El que quiera venir (I)

querer venir vida cristiana

«Después Jesús dijo a toda la gente: “Si alguno quiere seguirme, que se niegue a sí mismo, que cargue con su cruz de cada día y sígame”». (Lc 9, 26)

El gran pregón de reclutamiento, como un programa electoral, como un manifiesto para la convocatoria…:

“El que quiera venir en pos de Mí,
que se renuncie a sí mismo,
que tome su cruz de cada día y
que Me siga”.

Podríamos distinguir cuatro puntos1 o elementos
1. El respeto de Dios a la libertad del hombre: si alguno quiere…
2. La renuncia, primer paso del hombre por Dios: “niéguese a sí mismo”
3. La aceptación de la cruz, segundo paso: “tome su cruz de cada día”
4. El seguimiento, tercer paso, como confianza y seguridad: “sígame”.

El respeto de Dios a la libertad del hombre: si alguno quiere…

Es un acto de delicadeza, de gentileza de Dios el haber creado libre al hombre.
Teóricamente cabía que le hubiera creado sin libertad, como el sol, la luna y las estrellas, como los montes, los mares o los aires, como el árbol, el bosque o la flor como los reptiles, los cetáceos o las alondras: no tienen libertad.
A lo más, pueden aspirar a dejarse llevar por sus instintos. La ley de la física o la ley del instinto explican sus movimientos: Se puede saber el camino de un cometa o la hora del eclipse del año 2000: no se separan de sus órbitas y de sus ritmos.
También puedo saber que mayo nos dará sus rosas y octubre nos dará racimos. En cambio, no puedo saber si tomarás a la derecha o te quedarás quieto: eres libre para mover tus piernas o mantenerlas en reposo; eres libre para pensar, para aceptar, para querer, para amar, para vivir.
Dios ha empeñado de tal manera su palabra, que dejará que se abra un infierno antes que privar al hombre de su libertad.
El rey de la creación -el hombre es el ser creado para no estar sujeto, sino para dominar la tierra y someterla, para someter al cosmos en la historia-, debía tener libertad de movimientos, de criterios, de iniciativas y de decisión, ya que había recibido las riendas del mundo.
Dios no quiere un pueblo de esclavos sino una familia de hijos.
Desde lo alto de estas premisas, Jesús hace su pregón: “El que quiera venir…”
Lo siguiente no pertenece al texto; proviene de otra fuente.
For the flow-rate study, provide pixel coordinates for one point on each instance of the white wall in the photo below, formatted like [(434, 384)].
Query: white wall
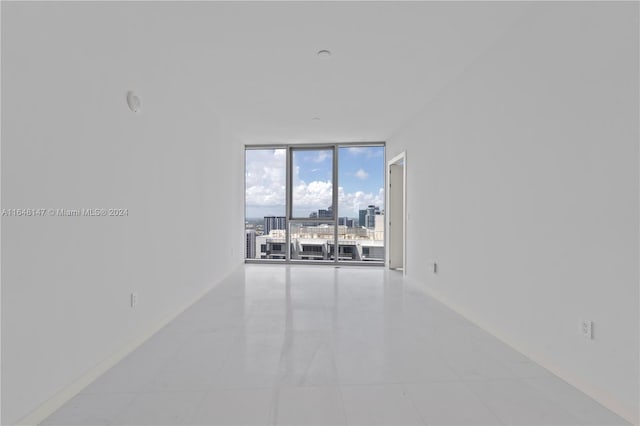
[(523, 186), (69, 141)]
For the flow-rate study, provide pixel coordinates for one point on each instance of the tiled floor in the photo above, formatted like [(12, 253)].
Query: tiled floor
[(306, 345)]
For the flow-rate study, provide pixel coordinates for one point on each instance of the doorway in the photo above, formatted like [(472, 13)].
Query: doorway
[(397, 206)]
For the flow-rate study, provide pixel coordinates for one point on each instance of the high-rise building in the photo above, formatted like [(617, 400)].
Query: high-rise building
[(326, 213), (250, 244), (345, 221), (274, 222)]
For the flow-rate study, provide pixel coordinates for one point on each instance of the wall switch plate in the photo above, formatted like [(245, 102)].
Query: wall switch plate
[(586, 329)]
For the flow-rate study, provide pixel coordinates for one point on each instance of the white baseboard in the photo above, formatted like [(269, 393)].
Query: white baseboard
[(73, 389), (625, 411)]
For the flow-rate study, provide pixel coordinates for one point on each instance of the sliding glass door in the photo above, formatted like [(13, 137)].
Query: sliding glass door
[(320, 203)]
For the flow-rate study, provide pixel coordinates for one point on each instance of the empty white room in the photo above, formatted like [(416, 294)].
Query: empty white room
[(320, 213)]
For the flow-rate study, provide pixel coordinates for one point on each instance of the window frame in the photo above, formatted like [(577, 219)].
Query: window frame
[(289, 148)]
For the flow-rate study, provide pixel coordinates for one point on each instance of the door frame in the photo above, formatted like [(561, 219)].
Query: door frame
[(398, 159)]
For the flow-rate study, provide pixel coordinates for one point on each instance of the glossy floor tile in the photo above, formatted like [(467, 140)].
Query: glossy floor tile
[(316, 345)]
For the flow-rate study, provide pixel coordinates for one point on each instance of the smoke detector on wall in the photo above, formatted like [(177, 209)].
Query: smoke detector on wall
[(134, 102)]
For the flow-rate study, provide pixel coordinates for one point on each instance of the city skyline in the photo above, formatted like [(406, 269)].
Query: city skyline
[(360, 181)]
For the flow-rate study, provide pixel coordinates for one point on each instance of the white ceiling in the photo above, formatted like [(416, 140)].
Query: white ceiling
[(388, 60), (257, 65)]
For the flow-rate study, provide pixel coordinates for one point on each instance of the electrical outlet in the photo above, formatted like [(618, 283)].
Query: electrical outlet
[(586, 329)]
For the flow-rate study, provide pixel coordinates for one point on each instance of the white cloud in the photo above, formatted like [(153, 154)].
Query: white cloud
[(322, 155), (266, 186), (351, 202), (361, 174)]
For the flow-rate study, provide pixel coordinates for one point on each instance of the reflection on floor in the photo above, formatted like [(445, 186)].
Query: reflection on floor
[(326, 346)]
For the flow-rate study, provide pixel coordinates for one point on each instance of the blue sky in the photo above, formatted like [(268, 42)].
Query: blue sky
[(361, 180)]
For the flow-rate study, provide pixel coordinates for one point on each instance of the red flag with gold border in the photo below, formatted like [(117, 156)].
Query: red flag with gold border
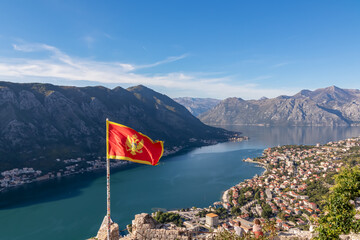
[(125, 143)]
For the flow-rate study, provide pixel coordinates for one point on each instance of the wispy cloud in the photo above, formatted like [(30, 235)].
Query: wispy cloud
[(278, 65), (58, 65)]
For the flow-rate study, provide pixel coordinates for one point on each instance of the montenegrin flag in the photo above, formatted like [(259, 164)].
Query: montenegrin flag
[(125, 143)]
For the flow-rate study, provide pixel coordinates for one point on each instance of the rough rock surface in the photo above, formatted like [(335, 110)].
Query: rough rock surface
[(102, 233), (57, 121), (330, 106)]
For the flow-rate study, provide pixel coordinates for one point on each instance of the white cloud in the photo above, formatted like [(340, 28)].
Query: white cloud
[(62, 66)]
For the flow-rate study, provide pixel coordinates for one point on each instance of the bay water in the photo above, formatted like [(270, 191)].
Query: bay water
[(74, 207)]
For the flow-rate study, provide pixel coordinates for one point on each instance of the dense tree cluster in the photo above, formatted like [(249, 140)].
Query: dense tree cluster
[(339, 210)]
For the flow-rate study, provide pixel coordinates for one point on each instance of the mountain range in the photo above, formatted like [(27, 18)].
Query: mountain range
[(331, 106), (48, 121), (197, 106)]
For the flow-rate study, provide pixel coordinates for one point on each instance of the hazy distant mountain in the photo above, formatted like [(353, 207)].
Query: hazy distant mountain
[(330, 106), (59, 121), (197, 106)]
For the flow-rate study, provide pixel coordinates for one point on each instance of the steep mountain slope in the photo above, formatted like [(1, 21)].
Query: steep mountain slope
[(330, 106), (197, 106), (48, 121)]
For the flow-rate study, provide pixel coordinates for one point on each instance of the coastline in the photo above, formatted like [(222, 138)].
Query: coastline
[(225, 195)]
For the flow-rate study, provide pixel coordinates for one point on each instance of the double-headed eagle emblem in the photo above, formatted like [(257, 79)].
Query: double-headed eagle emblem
[(134, 145)]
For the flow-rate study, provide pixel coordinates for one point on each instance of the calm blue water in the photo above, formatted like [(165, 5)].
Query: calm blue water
[(73, 208)]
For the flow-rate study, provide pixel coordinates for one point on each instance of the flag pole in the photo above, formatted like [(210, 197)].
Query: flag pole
[(108, 184)]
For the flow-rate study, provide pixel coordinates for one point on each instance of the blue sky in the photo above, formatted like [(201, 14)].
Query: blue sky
[(218, 49)]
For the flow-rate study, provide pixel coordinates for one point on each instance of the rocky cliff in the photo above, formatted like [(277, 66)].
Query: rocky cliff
[(48, 121), (330, 106)]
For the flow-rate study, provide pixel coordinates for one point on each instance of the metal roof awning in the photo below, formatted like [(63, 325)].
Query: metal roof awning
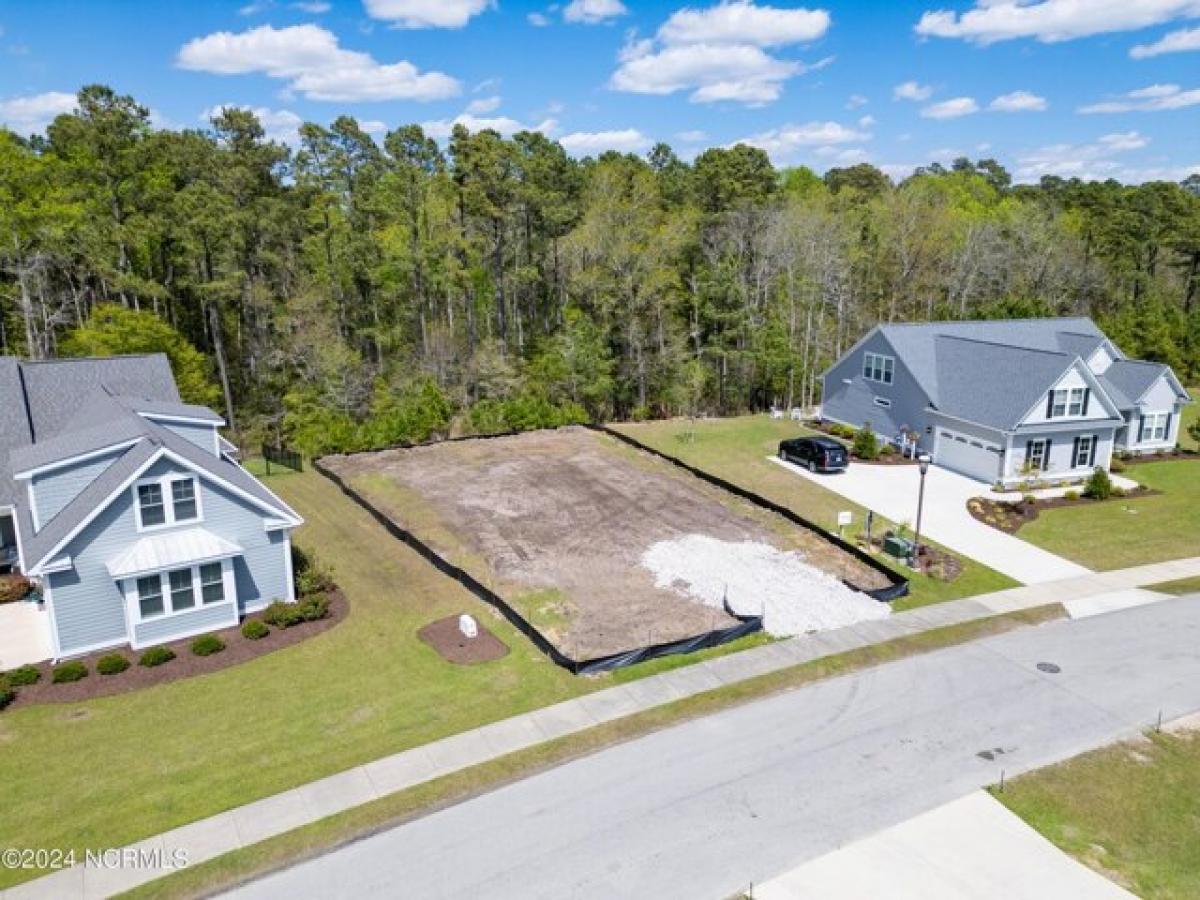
[(172, 550)]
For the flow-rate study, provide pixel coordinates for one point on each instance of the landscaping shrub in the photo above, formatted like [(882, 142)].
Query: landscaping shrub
[(69, 672), (867, 445), (282, 615), (112, 664), (1099, 485), (207, 645), (156, 657), (13, 588), (255, 630), (23, 676)]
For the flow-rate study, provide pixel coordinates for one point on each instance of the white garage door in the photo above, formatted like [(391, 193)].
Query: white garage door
[(969, 456)]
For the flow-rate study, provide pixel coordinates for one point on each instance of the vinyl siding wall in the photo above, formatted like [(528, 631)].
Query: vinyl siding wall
[(57, 489), (853, 402), (88, 604)]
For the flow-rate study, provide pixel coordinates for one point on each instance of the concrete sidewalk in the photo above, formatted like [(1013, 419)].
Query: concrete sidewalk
[(892, 491), (309, 803), (970, 847)]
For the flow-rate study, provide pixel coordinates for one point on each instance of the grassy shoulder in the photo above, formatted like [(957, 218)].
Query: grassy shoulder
[(1127, 810), (737, 449), (1119, 534), (329, 833)]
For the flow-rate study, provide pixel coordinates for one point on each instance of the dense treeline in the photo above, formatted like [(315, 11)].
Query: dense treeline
[(354, 292)]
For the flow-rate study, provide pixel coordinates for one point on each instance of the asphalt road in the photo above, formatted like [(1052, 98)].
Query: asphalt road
[(703, 809)]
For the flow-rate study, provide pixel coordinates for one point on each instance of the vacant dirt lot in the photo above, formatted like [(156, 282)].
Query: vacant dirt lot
[(557, 523)]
no hay una obligación, sino una invitación;
no hay una coacción sino una propuesta,
no hay una imposición, sino una exposición.

Exposición simpática, sonriente, impulsiva pero siempre dentro del respeto a mi libertad.
Puedes irte y regresar; puedes ir y no volver; puedes no ir y quedarte: la libertad es abanico abierto a posibilidades infinitas.
Sí no quieres subir y escalar,
si no quieres correr y fatigarte,
si no quieres quedarte aburrida y aburrado,
si quieres salir a tu aire y por peteneras, en tus intransigencias,
si quieres revolverte en el barro
si quieres descalabrarte en el mar de la corrupción, de la zafiedad, del cinismo… ¡puedes! Tú tocarás las consecuencias a las cortas o a las largas (más bien cada día y a todas horas); pero puedes.
Si quieres venir Conmigo; si quieres, ah si quieres…
Si quieres… Y ahí ves los ojos llenos de luz de un Cristo que te mira, que me mira, que me sigue mirando, mirando con la ilusión con que sólo puede mirar quien ha hecho almoneda, subasta de su divinidad, y te ha ofrecido y te ha entregado libremente -libremente- su vida… ¡Si quieres! ¿Quién le dice que no? ¿Te atreves? Es un cadáver. Dio su vida. ¡A ese cadáver lo reconozco yo! Por mí; por mí es cadáver el Cristo Crucificado. Mirarle y verás si puedes decir que no, cuando te dice: “Si quieres…”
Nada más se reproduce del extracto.